Small and mid-sized private equity firms are expected to see an increase in deal flow in the second half of 2010, according to a survey by Rothstein Kass. Of the 199 firms participating in the survey, entitled, “Private Equity in 2010”, roughly 60 percent had total assets under management below $50 million.
Unwillingness among lenders to extend credit, the report states, has limited the amount of debt available to finance acquisitions, resulting in smaller transaction sizes and more opportunity for smaller firms to invest in companies that don’t meet the revenue requirement of larger firms.
As a stagnant market continues to thaw, smaller private equity firms – particularly those with specialised knowledge – will be the most active.

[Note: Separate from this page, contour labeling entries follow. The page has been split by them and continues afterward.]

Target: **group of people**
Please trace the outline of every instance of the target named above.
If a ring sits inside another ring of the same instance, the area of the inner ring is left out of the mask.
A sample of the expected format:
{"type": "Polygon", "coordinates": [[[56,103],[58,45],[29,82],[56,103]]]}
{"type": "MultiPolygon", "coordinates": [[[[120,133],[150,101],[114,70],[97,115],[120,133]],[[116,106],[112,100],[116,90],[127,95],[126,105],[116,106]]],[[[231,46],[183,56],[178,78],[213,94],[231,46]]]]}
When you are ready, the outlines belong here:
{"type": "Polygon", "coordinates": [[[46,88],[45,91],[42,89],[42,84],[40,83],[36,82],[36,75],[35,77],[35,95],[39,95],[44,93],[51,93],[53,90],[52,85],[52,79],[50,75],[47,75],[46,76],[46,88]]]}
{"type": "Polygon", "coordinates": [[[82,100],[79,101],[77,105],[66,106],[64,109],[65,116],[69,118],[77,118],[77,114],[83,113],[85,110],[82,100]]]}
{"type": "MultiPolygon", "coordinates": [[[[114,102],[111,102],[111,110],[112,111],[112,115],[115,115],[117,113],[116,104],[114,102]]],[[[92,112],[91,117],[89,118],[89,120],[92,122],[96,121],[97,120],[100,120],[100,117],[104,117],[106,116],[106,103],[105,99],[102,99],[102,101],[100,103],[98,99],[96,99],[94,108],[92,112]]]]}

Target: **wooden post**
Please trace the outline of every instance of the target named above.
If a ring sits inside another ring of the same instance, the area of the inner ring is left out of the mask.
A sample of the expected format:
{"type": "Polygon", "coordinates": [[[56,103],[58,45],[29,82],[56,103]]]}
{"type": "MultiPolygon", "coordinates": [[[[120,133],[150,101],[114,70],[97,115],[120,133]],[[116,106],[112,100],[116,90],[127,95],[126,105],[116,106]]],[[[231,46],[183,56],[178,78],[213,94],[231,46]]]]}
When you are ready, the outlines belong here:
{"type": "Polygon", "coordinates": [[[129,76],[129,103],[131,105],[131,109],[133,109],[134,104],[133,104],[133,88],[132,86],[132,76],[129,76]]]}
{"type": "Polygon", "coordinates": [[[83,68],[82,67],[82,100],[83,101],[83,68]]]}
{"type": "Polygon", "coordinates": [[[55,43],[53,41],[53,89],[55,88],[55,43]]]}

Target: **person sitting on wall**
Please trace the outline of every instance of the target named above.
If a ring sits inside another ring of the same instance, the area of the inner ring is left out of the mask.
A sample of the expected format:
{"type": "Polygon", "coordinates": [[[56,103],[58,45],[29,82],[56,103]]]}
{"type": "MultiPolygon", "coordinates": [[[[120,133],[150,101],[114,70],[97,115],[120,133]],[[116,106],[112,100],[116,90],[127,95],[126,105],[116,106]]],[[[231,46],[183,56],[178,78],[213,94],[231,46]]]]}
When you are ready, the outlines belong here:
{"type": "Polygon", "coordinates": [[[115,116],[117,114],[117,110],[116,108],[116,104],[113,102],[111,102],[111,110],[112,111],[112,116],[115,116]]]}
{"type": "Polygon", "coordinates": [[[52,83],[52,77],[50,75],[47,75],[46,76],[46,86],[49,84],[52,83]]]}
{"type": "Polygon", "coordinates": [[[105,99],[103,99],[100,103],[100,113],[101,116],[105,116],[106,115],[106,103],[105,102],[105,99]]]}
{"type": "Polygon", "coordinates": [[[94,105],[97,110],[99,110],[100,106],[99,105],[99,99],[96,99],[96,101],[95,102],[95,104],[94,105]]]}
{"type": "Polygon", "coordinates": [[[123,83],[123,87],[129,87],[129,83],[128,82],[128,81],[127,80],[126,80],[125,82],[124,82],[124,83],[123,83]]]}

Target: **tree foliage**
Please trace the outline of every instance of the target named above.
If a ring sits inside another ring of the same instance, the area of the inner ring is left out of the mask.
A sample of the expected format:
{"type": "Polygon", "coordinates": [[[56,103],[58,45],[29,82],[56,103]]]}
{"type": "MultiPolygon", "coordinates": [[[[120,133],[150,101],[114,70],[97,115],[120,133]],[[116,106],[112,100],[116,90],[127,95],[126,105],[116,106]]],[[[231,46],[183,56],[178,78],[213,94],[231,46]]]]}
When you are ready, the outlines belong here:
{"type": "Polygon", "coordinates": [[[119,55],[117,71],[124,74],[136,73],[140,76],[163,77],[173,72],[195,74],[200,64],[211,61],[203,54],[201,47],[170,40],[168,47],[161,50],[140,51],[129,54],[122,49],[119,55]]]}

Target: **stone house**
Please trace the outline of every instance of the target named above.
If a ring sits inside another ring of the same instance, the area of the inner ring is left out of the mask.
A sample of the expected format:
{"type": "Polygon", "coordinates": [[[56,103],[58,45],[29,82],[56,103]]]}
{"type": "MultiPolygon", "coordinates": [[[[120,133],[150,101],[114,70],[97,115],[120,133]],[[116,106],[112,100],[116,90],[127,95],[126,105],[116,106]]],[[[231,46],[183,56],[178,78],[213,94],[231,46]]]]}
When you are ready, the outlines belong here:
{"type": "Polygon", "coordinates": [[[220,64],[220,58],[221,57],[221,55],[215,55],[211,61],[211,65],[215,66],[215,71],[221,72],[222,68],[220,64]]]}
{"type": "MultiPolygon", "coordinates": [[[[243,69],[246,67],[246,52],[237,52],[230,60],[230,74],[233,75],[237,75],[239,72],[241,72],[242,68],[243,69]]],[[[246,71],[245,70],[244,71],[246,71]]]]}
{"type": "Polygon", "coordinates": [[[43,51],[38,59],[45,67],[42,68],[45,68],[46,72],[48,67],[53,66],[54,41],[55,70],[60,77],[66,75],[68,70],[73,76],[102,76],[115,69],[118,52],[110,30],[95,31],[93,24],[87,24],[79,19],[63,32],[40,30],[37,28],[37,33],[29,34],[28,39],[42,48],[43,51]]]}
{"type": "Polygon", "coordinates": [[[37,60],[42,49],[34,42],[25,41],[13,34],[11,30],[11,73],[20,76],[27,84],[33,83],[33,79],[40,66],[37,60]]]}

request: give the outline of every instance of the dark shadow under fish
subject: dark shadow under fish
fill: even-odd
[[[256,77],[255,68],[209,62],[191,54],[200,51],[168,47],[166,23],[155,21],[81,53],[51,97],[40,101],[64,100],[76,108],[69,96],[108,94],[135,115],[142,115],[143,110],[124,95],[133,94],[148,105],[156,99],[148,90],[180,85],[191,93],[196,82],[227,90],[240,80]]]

Of the firms surveyed with less than $50 million in assets, around 85 percent plan to raise new investment capital during 2010, more than double the percentage of firms with more than $50 million AUM who have similar plans.
Still, more than 70 percent of firms surveyed – large and small – predicted it would be more difficult to raise new capital in 2010 than in 2009.
The report references the fact that smaller private equity firms have been successful in competing for larger transactions by participating in club deals, “a trend that could be bolstered by greater restrictions on the use of leverage”, said Angell. Nearly 39 percent of respondents expected that private equity firms would more frequently form consortiums to execute large transactions.